ExZarr functions return {:ok, result} or {:error, reason} tuples:

# Successful operation
case ExZarr.create(shape: {10, 10}, chunks: {5, 5}, dtype: :float64) do
  {:ok, array} ->
    IO.puts("Array created successfully")
  {:error, reason} ->
    IO.puts("Failed: #{inspect(reason)}")
end

# Common errors:
# {:error, :invalid_shape} - Shape dimensions invalid
# {:error, :invalid_chunks} - Chunk size doesn't divide shape
# {:error, :invalid_dtype} - Unsupported data type
# {:error, :dimension_mismatch} - Data shape doesn't match slice

Always pattern match on results to handle errors gracefully.

Quick Tips

Memory Usage: Each chunk is loaded entirely when accessed.
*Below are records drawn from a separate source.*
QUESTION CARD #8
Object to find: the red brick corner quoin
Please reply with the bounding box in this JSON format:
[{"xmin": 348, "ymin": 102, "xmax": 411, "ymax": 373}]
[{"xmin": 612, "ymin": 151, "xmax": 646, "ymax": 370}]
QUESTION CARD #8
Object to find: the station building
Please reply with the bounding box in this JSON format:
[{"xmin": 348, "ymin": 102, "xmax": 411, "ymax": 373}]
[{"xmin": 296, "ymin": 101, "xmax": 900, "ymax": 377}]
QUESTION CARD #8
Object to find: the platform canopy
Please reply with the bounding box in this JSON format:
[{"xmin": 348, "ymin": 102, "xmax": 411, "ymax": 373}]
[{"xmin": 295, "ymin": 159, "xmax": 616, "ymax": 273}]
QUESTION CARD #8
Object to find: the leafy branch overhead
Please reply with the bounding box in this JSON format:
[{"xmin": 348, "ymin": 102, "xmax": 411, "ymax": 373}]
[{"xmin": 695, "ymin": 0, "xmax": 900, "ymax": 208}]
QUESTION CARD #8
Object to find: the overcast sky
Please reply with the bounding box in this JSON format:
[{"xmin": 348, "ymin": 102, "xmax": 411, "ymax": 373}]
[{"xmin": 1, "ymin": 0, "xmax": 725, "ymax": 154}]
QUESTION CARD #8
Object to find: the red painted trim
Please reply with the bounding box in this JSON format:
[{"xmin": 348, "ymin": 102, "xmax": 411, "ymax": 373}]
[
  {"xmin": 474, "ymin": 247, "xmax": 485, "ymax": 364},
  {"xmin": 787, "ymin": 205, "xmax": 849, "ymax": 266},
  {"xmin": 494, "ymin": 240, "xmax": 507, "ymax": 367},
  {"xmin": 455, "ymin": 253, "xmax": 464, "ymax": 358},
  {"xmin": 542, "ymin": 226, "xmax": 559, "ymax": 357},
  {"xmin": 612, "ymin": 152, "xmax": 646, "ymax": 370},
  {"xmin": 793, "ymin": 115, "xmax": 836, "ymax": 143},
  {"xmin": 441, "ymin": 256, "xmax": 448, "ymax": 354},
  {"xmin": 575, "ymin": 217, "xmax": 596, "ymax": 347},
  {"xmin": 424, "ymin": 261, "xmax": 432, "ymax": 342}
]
A 10×10 chunk of float64 is 800 bytes. A 100×100 chunk is 80KB. Choose chunk sizes based on your access patterns and memory constraints.

Chunk Alignment: Writing full chunks (e.g., [0:10, 0:10] for 10×10 chunks) is most efficient. Partial chunk writes work but may require read-modify-write cycles.
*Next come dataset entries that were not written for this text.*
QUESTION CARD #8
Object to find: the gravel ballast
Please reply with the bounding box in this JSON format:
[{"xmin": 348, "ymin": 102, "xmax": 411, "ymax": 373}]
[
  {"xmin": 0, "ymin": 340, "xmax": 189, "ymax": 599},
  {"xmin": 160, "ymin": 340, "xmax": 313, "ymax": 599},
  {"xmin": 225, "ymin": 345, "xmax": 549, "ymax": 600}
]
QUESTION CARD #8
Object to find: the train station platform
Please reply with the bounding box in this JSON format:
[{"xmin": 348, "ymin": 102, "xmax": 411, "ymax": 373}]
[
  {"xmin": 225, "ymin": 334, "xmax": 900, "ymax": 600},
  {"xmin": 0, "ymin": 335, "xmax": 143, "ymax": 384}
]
Data Type: The nested tuple format may feel unfamiliar if you're coming from NumPy. This is Elixir's native representation. You can convert to/from Nx tensors when needed (see Nx Integration Guide).
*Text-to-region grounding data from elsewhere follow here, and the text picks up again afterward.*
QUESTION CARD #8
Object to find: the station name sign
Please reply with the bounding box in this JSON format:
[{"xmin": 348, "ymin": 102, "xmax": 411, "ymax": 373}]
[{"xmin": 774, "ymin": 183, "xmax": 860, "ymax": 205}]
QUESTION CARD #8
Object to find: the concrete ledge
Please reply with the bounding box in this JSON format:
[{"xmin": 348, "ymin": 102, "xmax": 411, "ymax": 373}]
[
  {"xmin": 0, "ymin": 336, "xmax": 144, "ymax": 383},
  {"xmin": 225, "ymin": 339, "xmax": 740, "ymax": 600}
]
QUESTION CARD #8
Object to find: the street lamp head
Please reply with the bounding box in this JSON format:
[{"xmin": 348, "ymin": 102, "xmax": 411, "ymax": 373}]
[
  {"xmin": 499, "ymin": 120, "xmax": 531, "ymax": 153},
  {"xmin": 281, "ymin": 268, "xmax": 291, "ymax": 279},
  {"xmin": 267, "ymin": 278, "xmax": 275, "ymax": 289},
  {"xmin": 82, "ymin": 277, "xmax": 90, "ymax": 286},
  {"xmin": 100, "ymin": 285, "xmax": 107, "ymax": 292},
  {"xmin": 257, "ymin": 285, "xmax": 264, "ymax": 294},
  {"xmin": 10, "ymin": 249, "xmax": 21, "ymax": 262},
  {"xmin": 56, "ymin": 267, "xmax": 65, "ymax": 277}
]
Compression Trade-offs: Compression reduces storage but adds CPU overhead. For in-memory arrays, compression may not be worth it. For disk/cloud storage, compression usually helps.

What You've Learned

In 5 minutes, you've learned how to:

  • Create an in-memory array with specified dimensions
  • Write data as nested tuples
  • Read data back and verify correctness
  • Inspect array metadata
  • Understand chunk-based storage
  • Add compression and filesystem persistence

Next Steps

Now that you have the basics:

  1. Understand Core Concepts: Learn about chunking, codecs, and storage backends in the Core Concepts Guide

  2. Explore Storage Options: Configure S3, GCS, or Azure in the Storage Providers Guide

  3. Optimize Performance: Tune chunk sizes and compression for your workload in the Performance Guide

  4. Use Parallel I/O: Speed up multi-chunk operations with BEAM concurrency in the Parallel I/O Guide

  5. Integrate with Nx: Learn tensor persistence patterns in the Nx Integration Guide

  6. Python Interoperability: Share data with Python in the Python Interoperability Guide

Complete Working Session

Here's a transcript of a complete IEx session using everything from this guide:

iex(1)> {:ok, array} = ExZarr.create(shape: {100, 100}, chunks: {10, 10}, dtype: :float64, storage: :memory)
{:ok, %ExZarr.Array{...}}

iex(2)> data = for i <- 0..9, do: (for j <- 0..9, do: i * 10.0 + j * 1.0) |> List.to_tuple() end |> List.to_tuple()
{{0.0, 1.0, 2.0, ..., 9.0}, ...}

iex(3)> :ok = ExZarr.Array.set_slice(array, data, start: {0, 0}, stop: {10, 10})
:ok

iex(4)> {:ok, retrieved} = ExZarr.Array.get_slice(array, start: {0, 0}, stop: {10, 10})
{:ok, {{0.0, 1.0, 2.0, ..., 9.0}, ...}}

iex(5)> data == retrieved
true

iex(6)> array.metadata.shape
{100, 100}

iex(7)> elem(elem(retrieved, 5), 5)
55.0

Success! You now have a working ExZarr installation and understand the basic workflow.